The cashflow forecast should show all outgoings and receipts for the next few months so you know at a glance what your balance will be at any time to aid planning and alert you to any potential shortfall.

  1. Purchasing and expenses – The purchasing role is vital for a business because it’s important to get a combination of good value, high quality and timely deliveries which you can achieve by developing good supplier relationships, negotiating skills and economies of scale.

The finance team should negotiate competitive payment terms and overall the small business finance function should take longer to pay suppliers than it takes to collect money from customers.

  1. Sales ledger and credit control – This is the other side of the purchasing function and both are critical to business finance.

Late payments undermine cashflow forecasting and a recent survey from The Australian Small Business and Family Enterprise Ombudsman shows this is still a major problem.

Once an order is confirmed, accurate invoices should be raised and sent to the customer showing the agreed payment terms.

Phone or email your customer to check they’ve received the invoice and that it’s being approved.

A week before its due check it’s on the next payment run and confirm the payment date.

  1. Credit checks – Before taking on new customers run credit checks to see if they’re reliable payers and from this information decide what payment terms and credit limit to offer them.

It’s sensible to offer short payment terms and low credit initially and gradually extend it once they’ve proved themselves reliable.

Run regular reports to check outstanding amounts on purchase and sales ledgers and chase late payments regularly.

  1. Tax – Managing your business tax affairs is an important legal requirement of running a business.

Your accounting team or tax agent must ensure they follow all tax procedures and meet all tax deadlines.

The most important date is the end of February when most businesses have to file their tax return and make payments.

Don’t forget to use your $30,000 instant asset write off if your turnover is below $50 million.

  1. Business finance – consider factoring or invoice discounting options for collecting customer payments that help you manage cashflow and fund operations for fast-growing businesses.

It means using a separate company who advance payment of the majority of your customer sales totals immediately with the remainder paid to you once the customer settles the bill.

Business loans like those provided by Morris Finance, debt and equity funding or investment from venture capital are all options that in the right circumstances can help your business grow.

  1. Financial data systems – use technology, E-invoicing and integrate financial systems to improve the information your finance function provides.

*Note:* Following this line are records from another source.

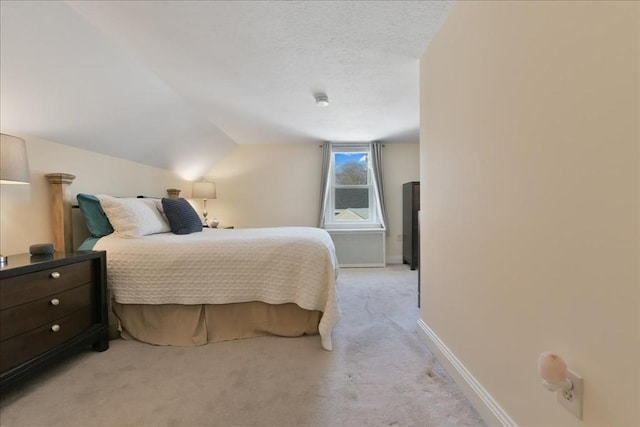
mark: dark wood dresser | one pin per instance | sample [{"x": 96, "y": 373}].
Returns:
[
  {"x": 50, "y": 305},
  {"x": 410, "y": 227}
]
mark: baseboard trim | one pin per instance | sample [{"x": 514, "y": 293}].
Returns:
[
  {"x": 480, "y": 398},
  {"x": 394, "y": 260}
]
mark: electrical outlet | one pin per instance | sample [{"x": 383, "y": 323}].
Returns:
[{"x": 572, "y": 399}]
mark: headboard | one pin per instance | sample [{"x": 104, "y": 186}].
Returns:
[{"x": 69, "y": 227}]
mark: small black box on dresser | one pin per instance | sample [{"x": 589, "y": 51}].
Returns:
[{"x": 50, "y": 306}]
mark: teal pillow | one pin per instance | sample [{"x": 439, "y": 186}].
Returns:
[
  {"x": 183, "y": 219},
  {"x": 97, "y": 222}
]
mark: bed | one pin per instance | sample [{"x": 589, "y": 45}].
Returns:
[{"x": 210, "y": 285}]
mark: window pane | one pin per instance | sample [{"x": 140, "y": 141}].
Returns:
[
  {"x": 351, "y": 168},
  {"x": 351, "y": 204}
]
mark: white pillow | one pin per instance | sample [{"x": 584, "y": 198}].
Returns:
[{"x": 133, "y": 217}]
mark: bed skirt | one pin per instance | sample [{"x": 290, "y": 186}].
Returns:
[{"x": 192, "y": 325}]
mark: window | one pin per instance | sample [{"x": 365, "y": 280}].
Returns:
[{"x": 351, "y": 197}]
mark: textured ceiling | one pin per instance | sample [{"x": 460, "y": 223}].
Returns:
[{"x": 178, "y": 84}]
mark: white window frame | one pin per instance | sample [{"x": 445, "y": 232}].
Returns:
[{"x": 374, "y": 220}]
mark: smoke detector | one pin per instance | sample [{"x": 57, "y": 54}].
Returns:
[{"x": 322, "y": 100}]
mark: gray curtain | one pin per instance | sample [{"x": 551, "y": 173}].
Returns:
[
  {"x": 376, "y": 163},
  {"x": 324, "y": 181}
]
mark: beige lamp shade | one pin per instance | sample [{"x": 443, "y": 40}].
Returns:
[
  {"x": 14, "y": 165},
  {"x": 204, "y": 190}
]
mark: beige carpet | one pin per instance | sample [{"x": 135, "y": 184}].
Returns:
[{"x": 379, "y": 374}]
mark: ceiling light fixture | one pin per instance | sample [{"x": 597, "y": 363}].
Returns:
[{"x": 322, "y": 99}]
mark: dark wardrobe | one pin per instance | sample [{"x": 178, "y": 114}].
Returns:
[{"x": 410, "y": 237}]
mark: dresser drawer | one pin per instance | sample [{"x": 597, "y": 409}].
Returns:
[
  {"x": 39, "y": 284},
  {"x": 24, "y": 317},
  {"x": 37, "y": 341}
]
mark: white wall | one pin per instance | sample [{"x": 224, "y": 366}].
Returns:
[
  {"x": 279, "y": 184},
  {"x": 530, "y": 171},
  {"x": 25, "y": 212}
]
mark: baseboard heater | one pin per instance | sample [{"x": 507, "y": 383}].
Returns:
[{"x": 360, "y": 247}]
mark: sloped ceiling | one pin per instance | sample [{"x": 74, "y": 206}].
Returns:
[{"x": 177, "y": 84}]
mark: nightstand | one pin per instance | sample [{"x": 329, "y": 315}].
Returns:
[{"x": 50, "y": 306}]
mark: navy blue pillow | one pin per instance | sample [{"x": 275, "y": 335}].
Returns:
[{"x": 183, "y": 219}]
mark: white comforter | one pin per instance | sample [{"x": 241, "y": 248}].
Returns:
[{"x": 273, "y": 265}]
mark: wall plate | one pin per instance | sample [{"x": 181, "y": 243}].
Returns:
[{"x": 572, "y": 399}]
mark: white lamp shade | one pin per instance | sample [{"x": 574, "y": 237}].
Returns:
[
  {"x": 204, "y": 190},
  {"x": 14, "y": 165}
]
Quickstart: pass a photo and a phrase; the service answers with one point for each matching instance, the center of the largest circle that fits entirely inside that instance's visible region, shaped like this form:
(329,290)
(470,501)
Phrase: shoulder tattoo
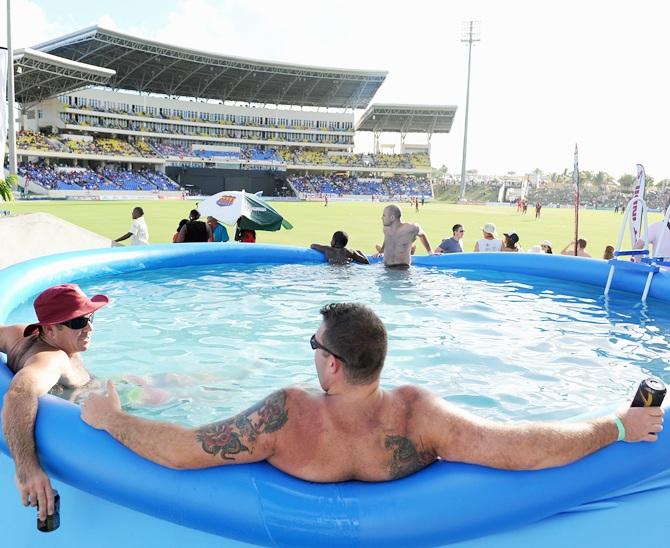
(406,459)
(238,434)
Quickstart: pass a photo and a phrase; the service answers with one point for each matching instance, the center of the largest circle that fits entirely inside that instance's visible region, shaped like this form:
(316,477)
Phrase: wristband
(621,428)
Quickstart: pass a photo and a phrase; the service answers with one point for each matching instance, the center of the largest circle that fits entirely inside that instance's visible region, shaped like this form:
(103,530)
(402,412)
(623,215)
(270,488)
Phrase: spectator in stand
(511,242)
(489,243)
(138,232)
(219,232)
(337,252)
(546,247)
(453,244)
(580,245)
(176,234)
(194,230)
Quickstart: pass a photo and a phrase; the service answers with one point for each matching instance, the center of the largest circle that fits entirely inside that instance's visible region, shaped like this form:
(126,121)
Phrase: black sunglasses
(316,344)
(78,323)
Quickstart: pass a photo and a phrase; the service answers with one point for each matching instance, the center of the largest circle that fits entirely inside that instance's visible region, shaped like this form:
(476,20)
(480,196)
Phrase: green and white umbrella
(253,212)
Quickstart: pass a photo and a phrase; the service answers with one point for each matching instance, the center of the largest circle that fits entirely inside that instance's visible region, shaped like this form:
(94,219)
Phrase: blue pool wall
(257,503)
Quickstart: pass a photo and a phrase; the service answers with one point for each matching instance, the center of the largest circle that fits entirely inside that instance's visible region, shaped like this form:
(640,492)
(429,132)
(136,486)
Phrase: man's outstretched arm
(18,424)
(463,437)
(247,437)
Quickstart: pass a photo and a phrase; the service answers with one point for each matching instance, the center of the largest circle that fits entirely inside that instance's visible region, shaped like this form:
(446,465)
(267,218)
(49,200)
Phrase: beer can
(53,521)
(650,393)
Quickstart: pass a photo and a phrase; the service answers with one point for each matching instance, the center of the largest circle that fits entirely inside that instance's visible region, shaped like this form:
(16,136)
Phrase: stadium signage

Your accounting system, cashflow, budget and forecasting spreadsheets should be linked so when new data is input, they’re all updated.

This saves time, increases accuracy and by linking different business functions all stakeholders can see what the current situation is.

By integrating these processes into your business model you can run your core business knowing the business finance fundamentals are solid and underpin everything you do.

Understanding and being able to rely on these key business finance factors means:

  • You know your recruitment budget
  • You can plan spending on new equipment and marketing
  • You can accurately predict receipts from work in progress
  • You can plan cashflow around big planned purchases
  • You have confidence that your customers can pay
  • You build better relationships with key suppliers
  • You can utilise business finance functions if required
  • You stay within the law on tax liabilities
  • Your financial systems work together to inform all business areas

Now your team can make better informed decisions for your business. You’ll be able to plan operations, new projects and growth knowing you can rely on the data to make these decisions.